Yusuf Akeem A, Hu Yan, Singh Bhupinder, Menoyo José A, Wetmore James B
Chronic Disease Research Group, Minneapolis Medical Research Foundation, Minneapolis, Minn., USA.
Am J Nephrol. 2016;44(3):179-86. doi: 10.1159/000448341. Epub 2016 Sep 3.
Hyperkalemia is common in patients receiving maintenance hemodialysis. However, few studies have examined the association between serum potassium level and mortality.
This study used annual cohorts of hemodialysis patients during 2007-2010. To determine hyperkalemia prevalence, monthly hyperkalemia was defined as serum potassium level ≥5.5 mEq/l; prevalence was calculated as a ratio of hyperkalemia episodes to follow-up time, reported separately by long and short interdialytic interval. To determine the impact of hyperkalemia on mortality, patients in the 2010 cohort were followed from first potassium measurement until death or a censoring event; hyperkalemia was defined, sequentially, by potassium levels 5.5-6.0 mEq/l at 0.1 mEq/l intervals. Time-dependent Cox proportional hazards modeling was used to estimate the association between hyperkalemia and mortality.
The 4 annual cohorts ranged from 28,774 to 36,888 patients. Mean age was approximately 63 years, about 56% were men, 51% were white and 44% had end-stage renal disease caused by diabetes. Hyperkalemia prevalence was consistently estimated at 16.3-16.8 events per 100 patient-months. Prevalence on the day after the long interdialytic interval was 2.0-2.4 times as high as on the day after the short interval. Hyperkalemia, when defined as serum potassium ≥5.7 mEq/l, was associated with all-cause mortality (adjusted hazards ratio (AHR) 1.13, 95% CI 1.01-1.28, p = 0.037, vs. <5.7 mEq/l) after adjustment. AHRs increased progressively as the hyperkalemia threshold increased, reaching 1.37 (95% CI 1.16-1.62, p < 0.0001) for ≥6.0 mEq/l.
The long interdialytic interval was associated with increased likelihood of hyperkalemia. Hyperkalemia was associated with all-cause mortality beginning at serum potassium ≥5.7 mEq/l; mortality risk estimates increased ordinally through ≥6.0 mEq/l, suggesting a threshold at which serum potassium becomes substantially more dangerous.
高钾血症在接受维持性血液透析的患者中很常见。然而,很少有研究探讨血清钾水平与死亡率之间的关联。
本研究使用了2007 - 2010年期间血液透析患者的年度队列。为确定高钾血症患病率,每月高钾血症定义为血清钾水平≥5.5 mEq/L;患病率计算为高钾血症发作次数与随访时间的比值,按长透析间期和短透析间期分别报告。为确定高钾血症对死亡率的影响,对2010年队列中的患者从首次测量血钾开始随访至死亡或截尾事件;高钾血症依次按血钾水平5.5 - 6.0 mEq/L,以0.1 mEq/L的间隔进行定义。采用时间依赖性Cox比例风险模型来估计高钾血症与死亡率之间的关联。
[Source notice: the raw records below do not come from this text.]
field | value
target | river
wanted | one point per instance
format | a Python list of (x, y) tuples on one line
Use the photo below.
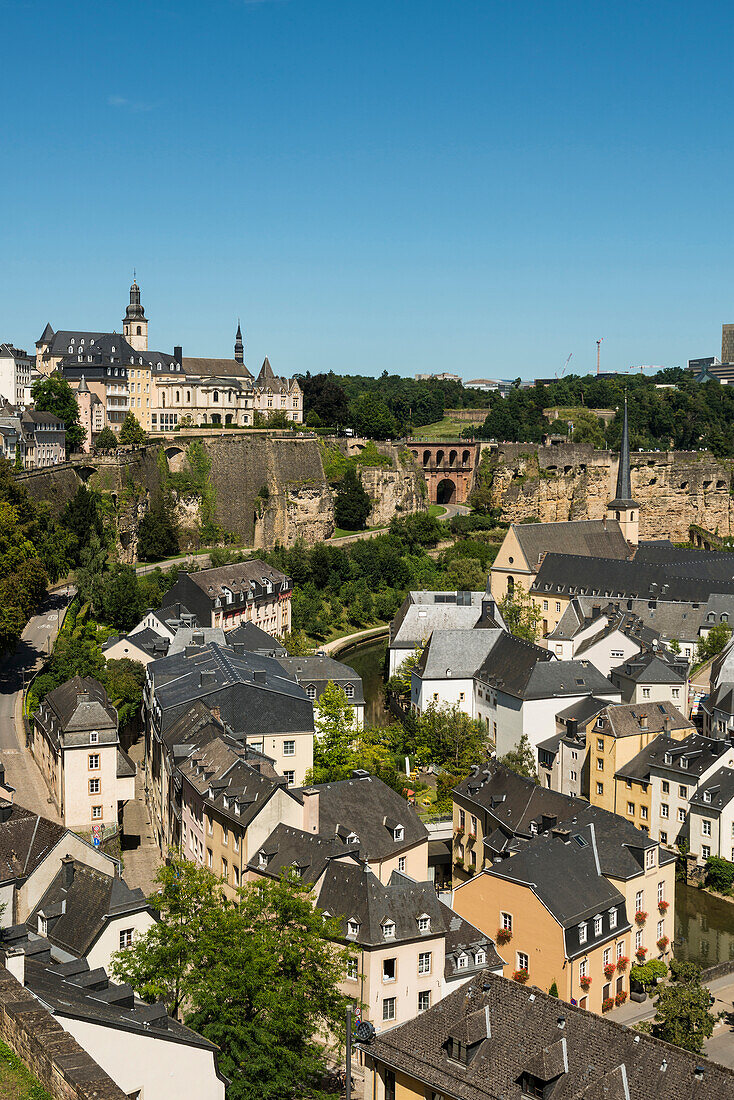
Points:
[(369, 661), (704, 926)]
4个年度队列的患者人数在28,774至36,888之间。平均年龄约为63岁,约56%为男性,51%为白人,44%患有糖尿病所致的终末期肾病。高钾血症患病率持续估计为每100患者月16.3 - 16.8次发作。长透析间期后一天的患病率是短透析间期后一天的2.0 - 2.4倍。当高钾血症定义为血清钾≥5.7 mEq/L时,调整后与全因死亡率相关(调整后风险比[AHR] 1.13,95%可信区间1.01 - 1.28,p = 0.037,与<5.7 mEq/L相比)。随着高钾血症阈值升高,AHR逐渐增加,血钾≥6.0 mEq/L时达到1.37(95%可信区间1.16 - 1.62,p < 0.0001)。
长透析间期与高钾血症发生可能性增加相关。高钾血症从血清钾≥5.7 mEq/L开始与全因死亡率相关;死亡率风险估计值通过≥6.0 mEq/L依次增加,提示血清钾达到某一阈值时会变得更加危险。